The gaming and betting industry has seen a wave of mergers and takeovers during the last 18 months or so involving some green listed bookmakers.
GVC, the owner of Sportingbet and Foxy Bingo tookover bwin.party, the owner of the Party Poker, for £1.6bn.
Paddy Power has joined forces with Betfair. Stan James has merged with Unibet and the combined business is about to take over 32Red.
And, in the deal that brought together two of the sector\’s most-recognised names, Ladbrokes teamed up with Gala Coral in a £2.3bn combination.
Last week the enlarged business, Ladbrokes Coral, provided the first update on progress since the merger was completed in November and published its results for last year.
The results first: although the company reported a headline pre-tax loss of £204.3m, that largely reflected the cost of doing the deal, along with the subsequent disposal of some betting shops to Betfred that was required by the competition authorities.
On a pro-forma basis though, the combined business made operating profits of £264.3m in 2016, a rise of 22%.
That in part was due to some surprise results in the football world – Leicester City\’s once-in-a-lifetime triumph in the Premier League, Portugal\’s surprise victory in the European Football Championships and some poor runs of form for heavily-backed club sides such as Manchester United, Liverpool and Chelsea all provided benefits for the company.
The bigger story though, so far as investors will be concerned, is how the enlarged business is faring following the merger.
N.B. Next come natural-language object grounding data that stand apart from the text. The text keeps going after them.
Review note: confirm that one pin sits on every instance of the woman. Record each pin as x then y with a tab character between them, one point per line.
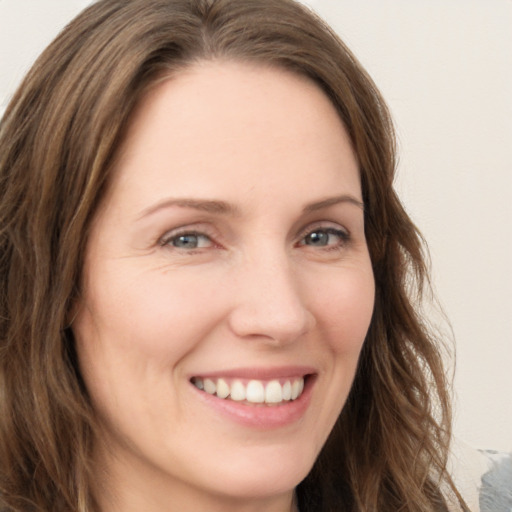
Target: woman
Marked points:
209	286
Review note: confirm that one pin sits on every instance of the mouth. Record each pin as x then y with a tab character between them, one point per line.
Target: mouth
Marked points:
253	392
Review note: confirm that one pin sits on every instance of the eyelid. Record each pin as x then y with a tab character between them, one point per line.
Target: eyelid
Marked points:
203	231
330	228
The news is largely encouraging, to date, with Ladbrokes Coral today raising its forecast cost savings from the combination.
The company has also been stressing some of the things it has been doing since the merger such as cross-selling gaming services to customers who had traditionally bet on sports. Spending more on technology is also promised.
The big cloud hanging over the entire sector is the extent to which it is facing a crackdown from regulators in particular on fixed odds betting terminals.
The amount that can be staked on these machines and the prizes that they can pay out is currently being reviewed and it is widely expected that some reduction on the maximum stake is likely.
The bookies have warned that this is likely to lead to some job cuts and store closures and the extent to which curbs will be introduced by the Government should become clear during the next six to eight weeks.
Punters may currently stake up to £100 per spin on the machines every 20 seconds and there have been calls for this to be cut to as little as £2.
There is a lot riding on this for Ladbrokes Coral, now the UK\’s biggest high-street betting chain, as its machine revenues are around £800m annually.
The other big challenge the company faces is the ongoing drift of business to a digital environment and away from traditional high street betting shops. In theory, this should represent an opportunity, as betting shops are far costlier to run than digital betting businesses.
Another possible hurdle in coming months will be for the shares themselves. A group of private equity companies, who owned the old Gala Coral, still own just over a quarter of the combined Ladbrokes Coral – and will be free to start selling their shares in May.